Photo of Patrick McLoughlin Patrick McLoughlin The Secretary of State for Transport

Yes, but the new franchising could lead to more passengers on that track and the problem might grow. I am very pleased with the investment taking place in and around my hon. Friend’s constituency, not least the work on the Farnworth tunnel, which will increase the capacity and availability of electric trains to eventually serve his constituency.

Photo of Alan Brown Alan Brown Scottish National Party, Kilmarnock and Loudoun

Will the Secretary of State learn from the Scottish Government on franchising? As well as new trains and capacity, will he get commitments for the real living wage for all staff and subcontractors, new apprenticeships, no compulsory redundancies and, importantly, an end to toilets being emptied on to railway tracks?

Photo of Patrick McLoughlin Patrick McLoughlin The Secretary of State for Transport

I trust that the Scottish Government are learning from what the UK Government have managed to achieve in the franchises we have let. A lot of the policies that are being followed by the Scottish Government are based on policies that we have implemented.
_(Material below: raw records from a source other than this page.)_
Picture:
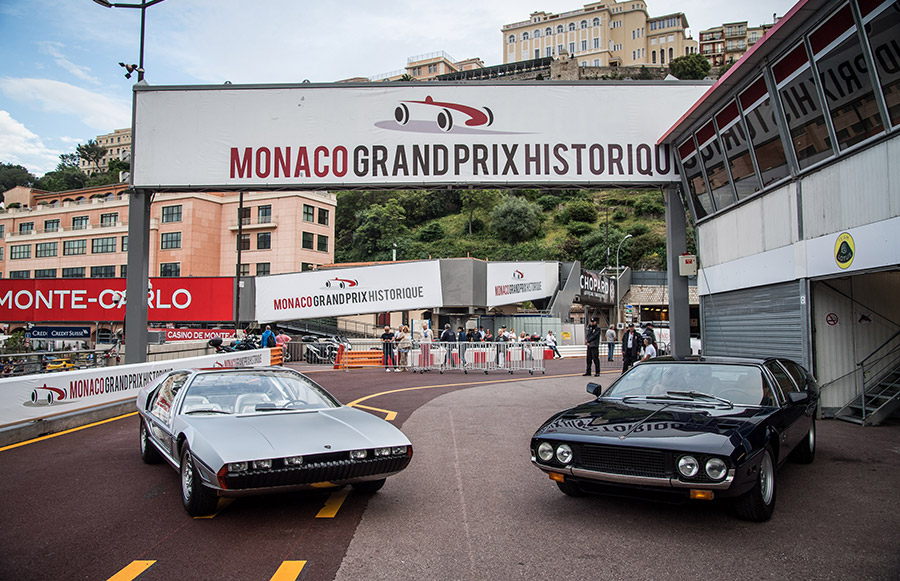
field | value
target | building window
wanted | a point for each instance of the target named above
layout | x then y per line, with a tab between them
103	272
73	247
171	214
103	245
20	251
170	240
45	249
169	269
75	272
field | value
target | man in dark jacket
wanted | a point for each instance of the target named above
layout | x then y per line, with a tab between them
592	339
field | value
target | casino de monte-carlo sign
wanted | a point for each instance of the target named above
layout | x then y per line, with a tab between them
390	134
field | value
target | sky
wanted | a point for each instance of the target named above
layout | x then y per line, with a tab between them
61	83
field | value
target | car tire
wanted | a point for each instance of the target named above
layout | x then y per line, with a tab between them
570	488
758	504
805	452
369	486
149	453
198	500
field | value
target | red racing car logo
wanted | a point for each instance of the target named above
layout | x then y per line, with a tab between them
477	117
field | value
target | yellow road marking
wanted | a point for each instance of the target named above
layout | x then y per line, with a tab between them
131	572
333	504
63	433
288	571
388	415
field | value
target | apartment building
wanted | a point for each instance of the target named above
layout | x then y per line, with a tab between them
725	44
84	233
600	34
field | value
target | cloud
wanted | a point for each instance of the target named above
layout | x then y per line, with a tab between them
95	110
20	146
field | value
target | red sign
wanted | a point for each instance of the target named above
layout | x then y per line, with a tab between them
103	299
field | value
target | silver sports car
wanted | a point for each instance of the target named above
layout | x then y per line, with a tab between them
231	432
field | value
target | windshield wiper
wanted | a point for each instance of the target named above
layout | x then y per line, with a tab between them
700	394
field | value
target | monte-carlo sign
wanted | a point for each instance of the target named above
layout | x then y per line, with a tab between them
317	136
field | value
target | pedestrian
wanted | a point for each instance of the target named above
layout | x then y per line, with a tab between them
649	349
592	340
631	347
551	344
611	337
387	346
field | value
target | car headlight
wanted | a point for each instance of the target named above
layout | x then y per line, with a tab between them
564	453
688	466
716	469
545	452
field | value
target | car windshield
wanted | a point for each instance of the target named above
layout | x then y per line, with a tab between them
738	384
254	392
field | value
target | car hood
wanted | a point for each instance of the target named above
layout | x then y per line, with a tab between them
234	438
716	429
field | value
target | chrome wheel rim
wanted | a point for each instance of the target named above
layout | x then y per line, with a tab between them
767	479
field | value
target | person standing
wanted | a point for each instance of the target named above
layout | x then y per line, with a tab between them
611	337
631	347
592	340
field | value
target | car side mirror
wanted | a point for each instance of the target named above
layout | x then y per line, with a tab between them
798	397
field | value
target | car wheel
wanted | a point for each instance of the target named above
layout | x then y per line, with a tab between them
570	488
805	452
758	504
198	499
149	453
369	485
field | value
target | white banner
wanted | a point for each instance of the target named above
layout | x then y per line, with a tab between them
349	291
429	134
514	282
30	397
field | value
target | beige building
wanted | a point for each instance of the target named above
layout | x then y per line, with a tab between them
725	44
600	34
84	233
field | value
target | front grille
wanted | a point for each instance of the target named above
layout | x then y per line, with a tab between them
321	471
621	460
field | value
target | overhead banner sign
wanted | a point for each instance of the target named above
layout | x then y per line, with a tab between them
104	299
515	282
429	134
349	291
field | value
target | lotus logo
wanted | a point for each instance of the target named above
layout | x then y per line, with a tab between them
340	283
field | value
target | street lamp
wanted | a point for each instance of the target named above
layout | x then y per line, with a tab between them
143	7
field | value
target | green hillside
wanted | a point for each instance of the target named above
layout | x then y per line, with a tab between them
559	225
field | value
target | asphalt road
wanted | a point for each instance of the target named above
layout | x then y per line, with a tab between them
470	505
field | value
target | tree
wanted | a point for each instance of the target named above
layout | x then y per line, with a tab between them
690	67
91	152
516	220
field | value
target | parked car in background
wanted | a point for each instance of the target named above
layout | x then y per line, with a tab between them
233	432
696	428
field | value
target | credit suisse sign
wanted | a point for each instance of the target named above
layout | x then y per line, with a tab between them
104	299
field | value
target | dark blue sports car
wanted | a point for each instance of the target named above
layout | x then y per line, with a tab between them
695	428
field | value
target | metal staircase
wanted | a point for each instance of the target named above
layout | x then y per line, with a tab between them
879	380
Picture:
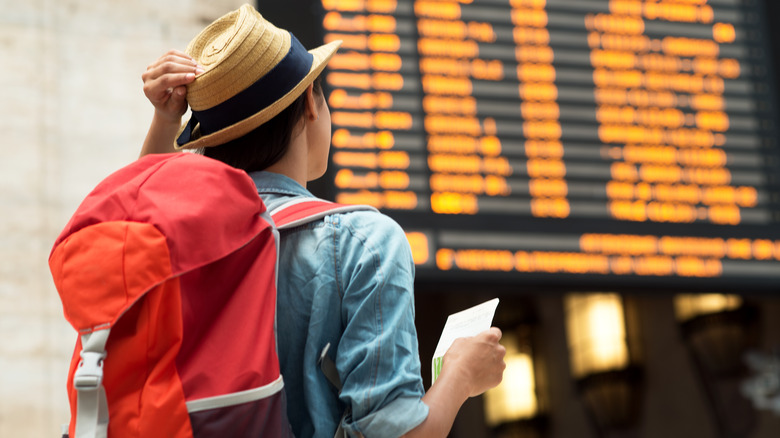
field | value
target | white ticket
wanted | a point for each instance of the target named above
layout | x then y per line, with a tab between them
465	323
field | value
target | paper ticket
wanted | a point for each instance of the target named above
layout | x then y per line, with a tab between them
465	323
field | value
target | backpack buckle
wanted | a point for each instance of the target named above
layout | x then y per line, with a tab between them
89	374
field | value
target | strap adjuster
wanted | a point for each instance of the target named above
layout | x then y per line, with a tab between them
89	374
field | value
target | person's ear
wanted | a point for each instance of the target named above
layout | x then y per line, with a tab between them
312	112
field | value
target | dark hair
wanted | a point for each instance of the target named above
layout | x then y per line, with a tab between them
266	144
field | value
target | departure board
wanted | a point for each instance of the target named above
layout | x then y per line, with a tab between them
565	141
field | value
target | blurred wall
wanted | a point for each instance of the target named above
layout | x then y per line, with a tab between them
71	111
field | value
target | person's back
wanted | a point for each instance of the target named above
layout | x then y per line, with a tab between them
347	279
341	280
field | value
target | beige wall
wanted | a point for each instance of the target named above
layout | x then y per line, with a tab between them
71	112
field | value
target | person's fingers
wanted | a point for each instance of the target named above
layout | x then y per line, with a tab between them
496	332
172	56
160	88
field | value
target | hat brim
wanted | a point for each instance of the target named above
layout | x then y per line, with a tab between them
322	56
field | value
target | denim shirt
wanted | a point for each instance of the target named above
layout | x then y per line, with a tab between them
346	280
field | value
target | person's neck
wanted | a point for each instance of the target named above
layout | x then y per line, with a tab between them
294	162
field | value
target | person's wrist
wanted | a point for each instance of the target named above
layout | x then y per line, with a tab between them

Photo of Andy McDonald Andy McDonald Shadow Minister (Transport)

In 2011, FirstGroup, which runs Great Western, avoided paying contractual premium payments to the Treasury by choosing not to take up its option of a three-year extension, but in January 2013, the Secretary of State abandoned the competition for a new franchise and simply agreed a renewal with First until 2015, and subsequently announced a second direct award running till 2019, thereby avoiding the inconvenience of a competitive bidding process. Have not the Government made a mockery of free market franchising?

Photo of Patrick McLoughlin Patrick McLoughlin The Secretary of State for Transport

I welcome the hon. Gentleman to his post. As I said last week in a transport debate, I hope he lasts longer than his predecessor—[Interruption.] I think there was somebody in between. The contract to which he refers did have a break clause for First, but it was negotiated by the Labour Government. Therefore, they caused that break and it was part of their contract.

I am pleased to be able to remind the hon. Gentleman of the words of Sadiq Khan, who I believe has an important role in the Labour party—I hope it is a very unsuccessful one in a few weeks’ time. He said:

“one reason we are able to invest record sums in our railway service is the revenues that the franchises bring in and the premiums that they pay”.—[Hansard, 1 July 2009; Vol. 495, c. 430.]

He said that when he was in a position of responsibility: that of Transport Minister.